This and other relaxations of the scheme which will be in force for five years till March 31, 2004 date follow representations from trade and industry associations.

Energy devices such as effluent treatment and water treatment plants will also be considered without any ceiling on investment.

In the case of partly disbursed loans, borrowers will be allowed to avail of the benefits of the scheme by submitting a fresh project conforming to the norms to the lending agency after terminating the existing loan cases. Further, yarn processing has been made an additional eligible downstream value-addition activity for investment in new or expanded spinning.

Moreover,the preliminary and pre-operative expenses and incremental margin money on working capital have been included as eligible investment under the scheme. Expenses on training and payment of fees to foreign technicians would also be eligible.

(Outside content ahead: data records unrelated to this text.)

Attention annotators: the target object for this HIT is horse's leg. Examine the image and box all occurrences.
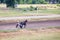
[24,25,26,28]
[16,24,18,28]
[20,24,23,29]
[20,26,23,29]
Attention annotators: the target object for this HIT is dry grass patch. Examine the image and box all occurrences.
[0,28,60,40]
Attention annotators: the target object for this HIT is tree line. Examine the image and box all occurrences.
[0,0,60,4]
[0,0,60,8]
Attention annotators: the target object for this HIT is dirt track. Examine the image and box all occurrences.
[0,20,60,30]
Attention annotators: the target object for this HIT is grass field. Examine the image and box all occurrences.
[0,28,60,40]
[0,4,60,17]
[0,9,60,17]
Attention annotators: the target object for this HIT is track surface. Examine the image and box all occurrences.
[0,20,60,30]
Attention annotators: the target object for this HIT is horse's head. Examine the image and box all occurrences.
[25,20,28,22]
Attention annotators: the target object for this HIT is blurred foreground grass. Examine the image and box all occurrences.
[0,27,60,40]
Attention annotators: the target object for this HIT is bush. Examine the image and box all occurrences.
[29,6,34,11]
[57,4,60,7]
[34,7,38,10]
[29,6,39,11]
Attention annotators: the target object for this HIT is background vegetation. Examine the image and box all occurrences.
[0,0,60,4]
[0,0,60,8]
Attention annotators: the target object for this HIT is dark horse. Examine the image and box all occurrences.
[16,20,28,28]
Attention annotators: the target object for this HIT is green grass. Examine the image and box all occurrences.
[39,9,60,14]
[0,9,60,17]
[0,29,18,33]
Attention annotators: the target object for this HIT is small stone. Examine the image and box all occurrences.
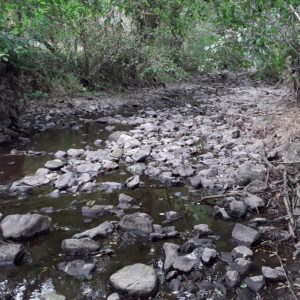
[232,223,260,246]
[232,246,253,259]
[163,242,179,271]
[228,200,247,218]
[244,180,268,194]
[107,293,120,300]
[262,266,286,282]
[54,151,66,159]
[225,270,240,288]
[55,172,75,190]
[232,130,240,139]
[189,176,202,188]
[45,159,64,170]
[41,293,66,300]
[193,224,212,236]
[244,275,265,292]
[125,175,140,189]
[214,206,231,221]
[73,221,115,239]
[59,259,95,278]
[165,211,181,221]
[173,255,196,273]
[0,243,24,264]
[61,238,100,256]
[81,205,114,217]
[201,248,218,265]
[243,194,265,210]
[119,213,153,235]
[230,258,252,276]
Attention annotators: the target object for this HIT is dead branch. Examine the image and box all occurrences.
[193,191,247,204]
[290,5,300,23]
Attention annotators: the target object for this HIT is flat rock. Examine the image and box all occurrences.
[77,163,101,173]
[41,293,66,300]
[109,263,158,297]
[1,213,51,240]
[61,238,101,256]
[232,246,253,259]
[173,255,196,273]
[230,258,252,276]
[45,159,64,170]
[244,275,265,292]
[262,266,286,282]
[59,259,95,278]
[0,243,24,264]
[119,213,153,235]
[55,172,75,190]
[81,205,114,217]
[21,175,50,187]
[232,223,260,246]
[163,242,179,271]
[73,221,115,239]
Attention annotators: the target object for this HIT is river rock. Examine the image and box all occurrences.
[127,163,146,175]
[73,221,116,239]
[61,238,101,256]
[55,172,75,190]
[231,246,253,259]
[194,224,212,236]
[0,243,24,264]
[163,242,179,271]
[119,213,153,235]
[54,150,66,159]
[67,149,84,157]
[230,258,252,276]
[109,263,158,297]
[59,259,95,278]
[236,165,265,186]
[176,165,194,177]
[45,159,64,170]
[244,180,268,194]
[232,223,260,246]
[77,163,101,173]
[81,205,114,217]
[108,131,128,142]
[201,247,218,265]
[214,206,231,221]
[243,194,265,210]
[107,293,120,300]
[262,266,286,282]
[244,275,265,292]
[21,175,50,187]
[125,175,140,189]
[225,270,240,288]
[41,293,66,300]
[132,150,149,162]
[1,213,51,240]
[118,193,138,205]
[189,176,202,188]
[173,255,196,273]
[228,200,247,218]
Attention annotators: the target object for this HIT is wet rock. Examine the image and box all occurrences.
[163,242,179,271]
[220,252,233,264]
[108,131,128,142]
[94,139,102,146]
[109,263,158,297]
[118,193,138,206]
[169,278,181,291]
[125,175,140,189]
[99,182,122,191]
[41,293,66,300]
[262,266,286,282]
[232,223,260,246]
[55,172,75,190]
[231,246,253,259]
[258,226,290,241]
[201,248,218,265]
[119,213,153,235]
[244,180,268,194]
[107,293,120,300]
[243,194,265,210]
[189,176,202,188]
[1,213,51,240]
[40,207,54,214]
[0,243,24,264]
[81,205,114,217]
[236,165,265,186]
[194,224,212,236]
[228,200,247,218]
[230,258,252,276]
[214,206,231,221]
[45,159,64,170]
[244,275,265,292]
[111,148,123,160]
[67,149,84,157]
[225,270,240,288]
[173,255,197,273]
[127,163,146,175]
[21,175,50,187]
[77,163,101,173]
[165,270,179,281]
[59,259,95,278]
[54,150,66,159]
[102,160,119,170]
[48,189,60,198]
[61,238,101,256]
[10,182,33,194]
[165,211,181,221]
[73,221,116,239]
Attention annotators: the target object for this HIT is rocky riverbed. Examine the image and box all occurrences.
[0,73,300,299]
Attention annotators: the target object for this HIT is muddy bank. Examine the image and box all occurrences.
[0,72,300,299]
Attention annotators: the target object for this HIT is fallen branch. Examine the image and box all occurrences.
[290,5,300,23]
[193,191,247,204]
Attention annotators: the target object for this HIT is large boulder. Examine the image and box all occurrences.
[109,263,159,297]
[1,214,51,240]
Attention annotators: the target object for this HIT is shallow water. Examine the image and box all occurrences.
[0,120,266,299]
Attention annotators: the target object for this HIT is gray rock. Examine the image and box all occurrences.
[61,238,101,256]
[169,278,181,291]
[132,151,149,162]
[45,159,64,170]
[173,255,196,273]
[225,270,240,288]
[0,243,24,264]
[230,258,252,276]
[176,165,194,177]
[107,293,120,300]
[189,176,202,188]
[77,163,101,173]
[108,131,128,142]
[262,266,286,282]
[232,223,260,246]
[244,275,265,292]
[99,182,122,191]
[119,213,153,235]
[73,221,115,239]
[41,293,66,300]
[54,150,66,159]
[201,248,218,265]
[243,194,265,210]
[163,242,179,271]
[118,193,137,205]
[244,180,268,194]
[59,259,95,278]
[55,172,75,190]
[81,205,114,217]
[231,246,253,259]
[232,129,240,139]
[228,200,247,218]
[125,175,140,189]
[109,263,158,297]
[236,165,265,186]
[67,149,84,157]
[1,214,51,240]
[214,206,231,221]
[21,175,50,187]
[102,160,119,170]
[165,211,181,221]
[127,163,146,175]
[194,224,212,236]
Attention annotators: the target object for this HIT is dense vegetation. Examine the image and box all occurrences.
[0,0,300,96]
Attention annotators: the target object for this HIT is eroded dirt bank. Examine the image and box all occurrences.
[0,73,300,300]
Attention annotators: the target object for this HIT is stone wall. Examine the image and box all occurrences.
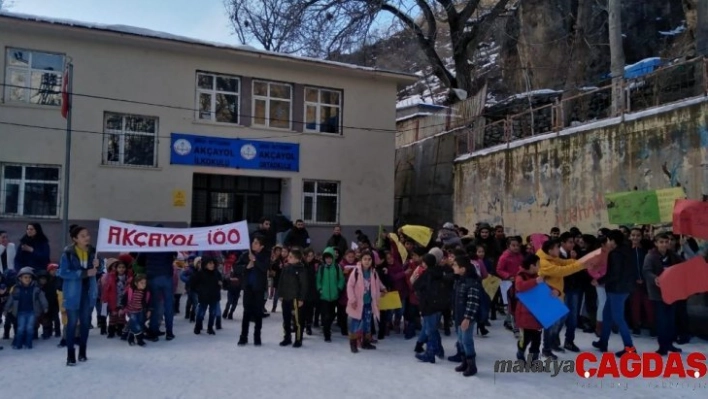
[454,98,708,234]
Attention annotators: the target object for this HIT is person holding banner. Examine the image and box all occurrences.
[237,235,270,347]
[58,225,99,366]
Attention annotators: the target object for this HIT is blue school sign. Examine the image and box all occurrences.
[170,133,299,172]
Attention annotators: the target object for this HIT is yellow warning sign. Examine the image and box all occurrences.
[172,190,186,207]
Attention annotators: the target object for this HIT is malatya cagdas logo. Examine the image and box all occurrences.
[494,348,708,379]
[577,347,707,379]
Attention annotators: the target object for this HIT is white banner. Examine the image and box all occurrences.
[96,218,250,253]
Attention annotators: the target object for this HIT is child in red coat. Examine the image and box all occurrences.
[514,254,544,361]
[101,258,131,339]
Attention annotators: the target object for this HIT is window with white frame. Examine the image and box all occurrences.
[304,87,342,134]
[252,80,292,129]
[1,164,60,217]
[4,48,65,106]
[196,72,240,124]
[302,180,339,224]
[103,112,159,167]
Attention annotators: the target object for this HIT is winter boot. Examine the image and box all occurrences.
[463,356,478,377]
[228,311,234,320]
[349,335,359,353]
[455,357,468,372]
[207,327,216,335]
[98,316,107,335]
[128,334,136,346]
[58,338,66,348]
[216,318,222,330]
[194,321,203,335]
[237,335,248,346]
[107,325,116,339]
[222,309,229,319]
[66,348,77,366]
[414,341,425,353]
[119,325,129,341]
[136,333,146,347]
[78,345,87,362]
[189,312,196,323]
[448,342,464,362]
[362,334,376,350]
[254,333,262,346]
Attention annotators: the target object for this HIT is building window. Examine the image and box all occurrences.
[196,72,240,124]
[191,174,281,226]
[304,87,342,134]
[302,180,339,224]
[252,80,292,129]
[103,112,158,167]
[1,164,60,217]
[4,48,64,106]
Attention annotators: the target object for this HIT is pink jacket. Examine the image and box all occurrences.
[345,264,383,321]
[587,251,609,280]
[497,250,524,280]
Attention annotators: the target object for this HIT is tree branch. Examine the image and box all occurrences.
[415,0,438,40]
[458,0,482,25]
[459,0,511,51]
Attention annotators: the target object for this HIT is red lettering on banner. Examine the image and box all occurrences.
[173,235,186,246]
[108,226,121,244]
[121,229,136,246]
[148,233,161,247]
[227,229,240,244]
[134,232,147,247]
[163,234,174,246]
[187,234,196,246]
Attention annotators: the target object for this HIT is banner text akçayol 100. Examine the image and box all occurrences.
[96,218,250,252]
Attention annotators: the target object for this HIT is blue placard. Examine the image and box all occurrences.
[515,282,569,329]
[170,133,299,172]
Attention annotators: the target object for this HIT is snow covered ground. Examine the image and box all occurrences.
[2,296,706,399]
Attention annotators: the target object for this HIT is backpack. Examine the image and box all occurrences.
[419,269,450,312]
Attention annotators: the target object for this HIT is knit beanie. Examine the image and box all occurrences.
[428,247,444,264]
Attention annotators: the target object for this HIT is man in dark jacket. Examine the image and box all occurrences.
[284,220,311,249]
[643,233,683,355]
[277,248,309,348]
[592,230,636,356]
[251,217,276,252]
[136,240,177,342]
[237,235,270,346]
[325,225,348,256]
[560,232,587,352]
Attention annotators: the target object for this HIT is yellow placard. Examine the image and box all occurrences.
[379,291,402,310]
[483,275,502,300]
[172,190,186,207]
[400,225,433,247]
[656,187,685,222]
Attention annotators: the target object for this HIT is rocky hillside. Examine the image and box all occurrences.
[331,0,696,108]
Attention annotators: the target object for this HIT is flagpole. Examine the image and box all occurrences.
[60,62,73,248]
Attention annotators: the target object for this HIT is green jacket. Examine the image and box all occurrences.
[317,261,345,302]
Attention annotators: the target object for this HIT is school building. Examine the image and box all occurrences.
[0,12,417,255]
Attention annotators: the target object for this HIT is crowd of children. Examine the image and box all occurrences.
[0,221,706,376]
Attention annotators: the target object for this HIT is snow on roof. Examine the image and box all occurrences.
[659,25,686,36]
[396,95,439,109]
[0,11,418,81]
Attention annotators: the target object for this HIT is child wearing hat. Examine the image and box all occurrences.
[4,267,48,349]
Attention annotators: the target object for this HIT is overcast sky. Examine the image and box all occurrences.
[9,0,238,44]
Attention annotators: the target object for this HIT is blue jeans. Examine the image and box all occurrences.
[148,275,174,334]
[653,300,676,350]
[564,290,582,342]
[456,323,476,357]
[422,312,443,356]
[197,300,219,328]
[128,312,145,334]
[66,291,92,351]
[13,311,36,349]
[600,292,633,348]
[543,317,565,351]
[348,303,373,336]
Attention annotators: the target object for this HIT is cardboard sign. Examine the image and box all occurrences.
[672,199,708,240]
[515,282,569,329]
[657,256,708,304]
[605,187,685,225]
[379,291,403,310]
[483,275,502,300]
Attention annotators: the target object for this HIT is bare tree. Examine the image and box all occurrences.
[224,0,513,102]
[608,0,625,116]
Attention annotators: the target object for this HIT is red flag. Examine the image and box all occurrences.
[61,66,69,118]
[672,199,708,240]
[657,256,708,304]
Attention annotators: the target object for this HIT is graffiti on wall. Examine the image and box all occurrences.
[454,102,708,234]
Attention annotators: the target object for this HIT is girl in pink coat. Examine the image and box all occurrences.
[346,250,385,353]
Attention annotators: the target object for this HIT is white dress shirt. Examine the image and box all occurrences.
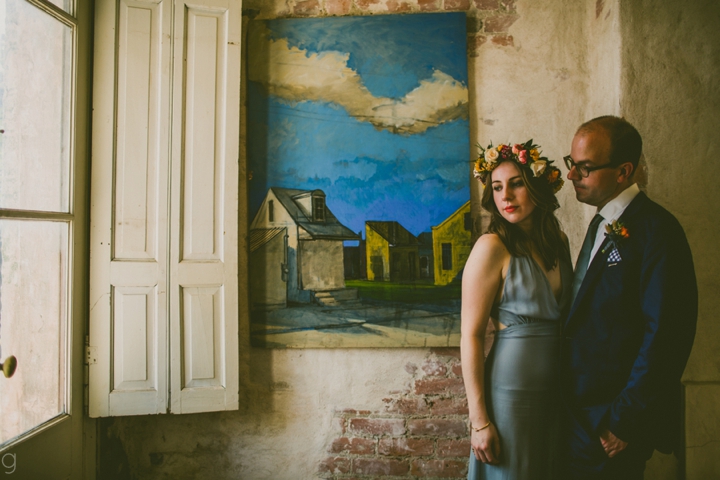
[587,183,641,265]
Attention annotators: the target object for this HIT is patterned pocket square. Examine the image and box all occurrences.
[607,247,623,264]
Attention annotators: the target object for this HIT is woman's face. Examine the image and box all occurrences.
[491,161,536,231]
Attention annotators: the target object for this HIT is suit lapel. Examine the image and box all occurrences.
[565,192,649,328]
[565,237,611,325]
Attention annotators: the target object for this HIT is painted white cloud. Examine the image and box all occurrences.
[248,26,468,135]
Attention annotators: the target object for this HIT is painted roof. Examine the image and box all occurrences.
[271,187,360,240]
[249,227,286,253]
[366,221,418,247]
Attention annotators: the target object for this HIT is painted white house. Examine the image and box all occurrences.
[249,187,359,307]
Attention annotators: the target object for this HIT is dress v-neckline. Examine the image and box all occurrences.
[526,255,563,306]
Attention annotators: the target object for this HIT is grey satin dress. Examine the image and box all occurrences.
[468,253,572,480]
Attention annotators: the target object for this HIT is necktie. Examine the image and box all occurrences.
[572,214,604,301]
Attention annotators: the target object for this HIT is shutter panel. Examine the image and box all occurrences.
[169,0,240,413]
[89,0,172,417]
[89,0,239,416]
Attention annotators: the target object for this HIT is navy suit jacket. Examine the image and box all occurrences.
[563,191,698,454]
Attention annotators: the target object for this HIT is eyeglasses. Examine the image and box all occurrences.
[563,155,617,178]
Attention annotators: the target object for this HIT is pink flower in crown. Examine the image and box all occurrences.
[512,144,522,155]
[518,150,528,164]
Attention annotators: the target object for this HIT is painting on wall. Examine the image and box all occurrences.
[247,12,471,348]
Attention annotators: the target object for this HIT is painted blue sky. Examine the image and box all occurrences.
[247,13,469,238]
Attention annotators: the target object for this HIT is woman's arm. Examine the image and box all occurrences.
[460,234,507,464]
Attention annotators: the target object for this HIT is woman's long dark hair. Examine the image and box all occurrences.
[481,159,567,270]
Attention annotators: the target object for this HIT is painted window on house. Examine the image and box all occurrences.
[464,212,472,231]
[442,243,452,270]
[268,200,274,222]
[313,196,325,222]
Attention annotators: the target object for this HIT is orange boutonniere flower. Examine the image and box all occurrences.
[602,220,629,253]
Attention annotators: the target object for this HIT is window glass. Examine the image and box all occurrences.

Under the scheme, textile and jute mills intending to go in for modernisation will be able to avail of loans from the designated public financial institutions at interest five percentage points lower than their normal lending rates.The difference will be reimbursed as interest subsidy by the government to the institutions.

The scheme is an "open-ended"one with no limit on fund availability.It will depend on the capacity of the units to absorb funds in economically feasible, viable and bankable projects.

The focus of the scheme is on technology upgrading in the existing and setting up of new high-tech units. Technology upgrading would mean induction of state-of-the-art or near-state-of-the art technology.

However, step-by-step approach for the segments which are lagging far behind in the technology level will also be permitted.

The technology levels are bench-marked under the scheme in terms of specified machinery for each segment of the textile industry.

As on October 31, 1999,a total amount of Rs 1,888.03 crore has been sanctioned to 91 eligible cases under the scheme.

During the Seventh Plan, a textile modernisation fund scheme had been in operation from August 1986 for five years with an initial corpus of Rs 750 crore for granting assistance at concessional rate of interest. The spinning sector emerged as a major beneficiary of the scheme with other sectors taking a relatively minor share.

The textile industry contributes 20 per cent of the annual value-addition in the manufacturing sector and accounts for more than 30 per cent of total exports.